No último jogo do Brasil, a estudante Juliana Venetto, de 18 anos, passou a partida inteira praticando vôlei com as amigas em uma quadra da Rua 301 Sul de Águas Claras, próxima a vários bares. “Como não fazemos questão de assistir os jogos, aproveitamos que a quadra fica vazia e menos disputada”, explica. Enquanto isso, os bares estavam lotados de torcedores.
Desânimo
O vendedor Gustavo Esteves Freitas tem 20 anos e, ao contrário de muitos colegas da mesma faixa etária, nunca acompanhou uma Copa do Mundo. “Nunca gostei de copas. Nesta do Brasil, em função de toda a corrupção durante a organização e construção dos estádios, estou mais desanimado ainda. Nos jogos anteriores fui com meu irmão e alguns amigos, que também não têm acompanhado a Copa, para a casa da minha prima. Tomamos banho de piscina, bebemos e conversamos. Nem ligamos a TV. No último, contra Camarões, fiquei no meu quarto, ouvindo música”, afirma.
Essa aversão à Copa do Mundo, no entanto, é algo que Gustavo compartilha apenas com os mais íntimos. “Quando falo alguma coisa, as pessoas acham que estou aumentando, ficam ofendidas, xingam, dizem que estou torcendo contra o meu País. Então, para evitar problemas, prefiro nem discutir”, completa.
Expediente segue
O engenheiro de software Theo Alves Monteiro, 27 anos, também não liga para a Copa do Mundo. Ele prefere trabalhar – por livre e espontânea vontade – à assistir aos jogos do maior campeonato de futebol do planeta. “Acho mais interessante produzir e ajudar a economia girar do que aumentar a audiência das emissoras de televisão que transmitem as partidas. No último jogo fiquei na empresa. Nas outras partidas do Brasil, li livros e assisti filmes”, conta o engenheiro.

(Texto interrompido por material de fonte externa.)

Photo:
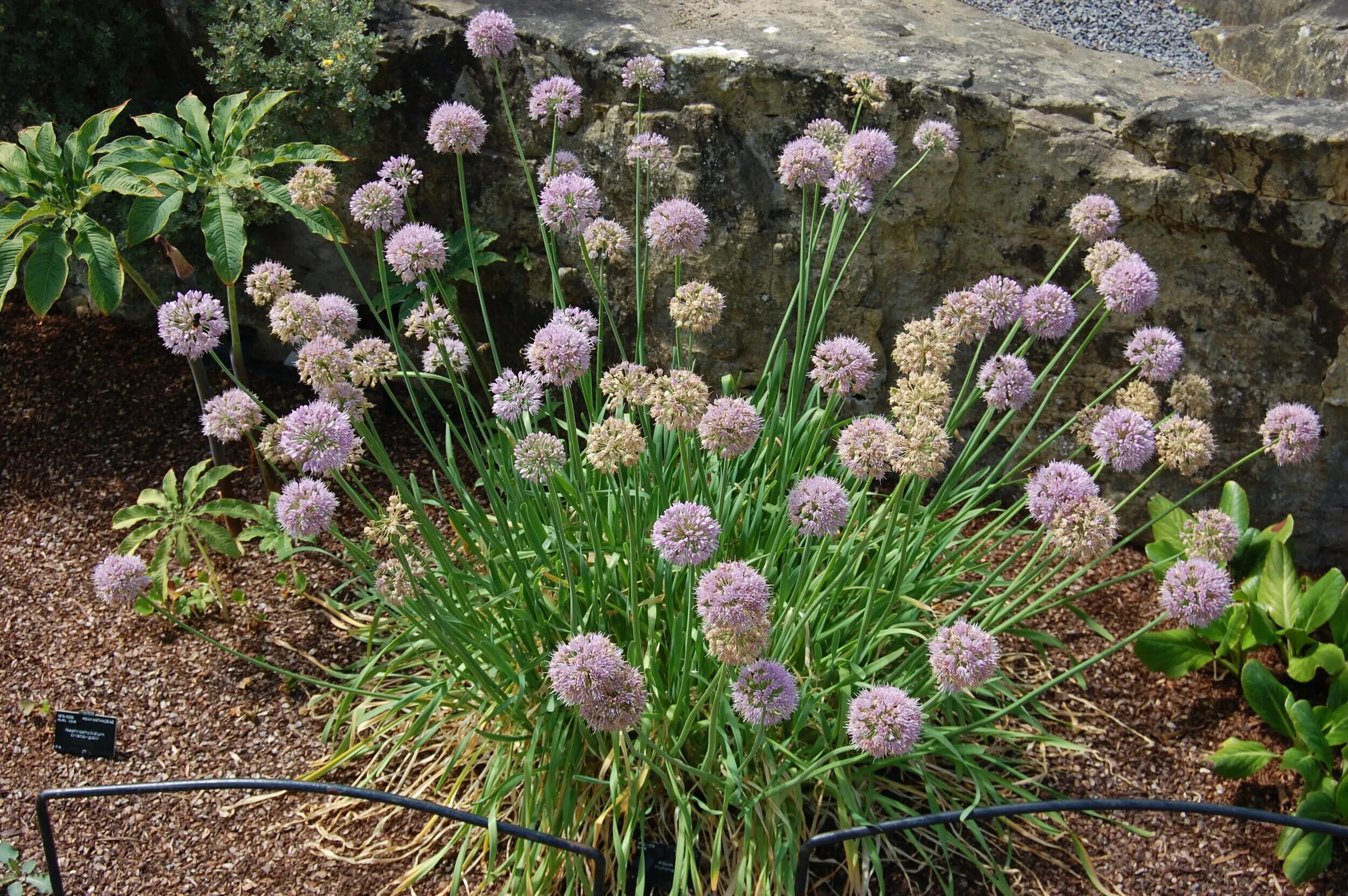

“É muito tempo em frente à TV”
Katarina Kock, bióloga, de 37 anos, também não tem acompanhado os jogos. “Não gosto de futebol. Como é a seleção do meu país que está em campo, checo o resultado na internet depois. Os amigos também me mantém inteirada. O que eu não tenho é paciência para ficar 90 minutos na frente da TV assistindo 22 homens de um lado para o outro do campo”, brinca.
E é claro que amigos e vizinhos se aproveitam da disponibilidade de Katarina. “Às vezes fico com o filho da vizinha enquanto ela e o marido saem para assistir os jogos”, conta.
A dentista Jandira Ribeiro, 55 anos, não é completamente avessa ao esporte. “Acho bacana a festa, a torcida, só não acompanho os campeonatos nacionais e a Copa. Também não entendo nada sobre pontuação, grupos, essas coisas. Normalmente meu marido assiste as partidas na TV da sala, vidrado, enquanto eu fico no quarto, lendo, dormindo ou até cozinhando”, diz.
“NÃO VAI TER COPA”
No Facebook, uma comunidade intitulada “Não vai ter Copa” tem 29 mil seguidores. De acordo com os administradores “a página se propõe a trazer denuncias sobre violações de direitos e mau uso de dinheiro público nos países que recebem os megaeventos”.
Motivos para acompanhar
Na contramão dos desanimados, o jornalista Leonardo Filomeno compartilhou na página Manual do Homem Moderno (
www.manualdohomemmoderno.com.br), em maio deste ano, um texto que traz seis bons motivos para assistir a Copa do Mundo no Brasil. São eles:
1. Belas torcedoras (e torcedores) de várias partes do mundo.
2. Assistir a jogos históricos.
3. Treinar outras línguas.
4. Ver grandes craques do mundo em um só campeonato.
5. Ser dispensado do trabalho e fazer muita festa.
6. Revanche brasileira (pelo primeiro mundial disputado no Brasil, em 1950, quando a Seleção Brasileira perdeu para o Uruguai na grande final).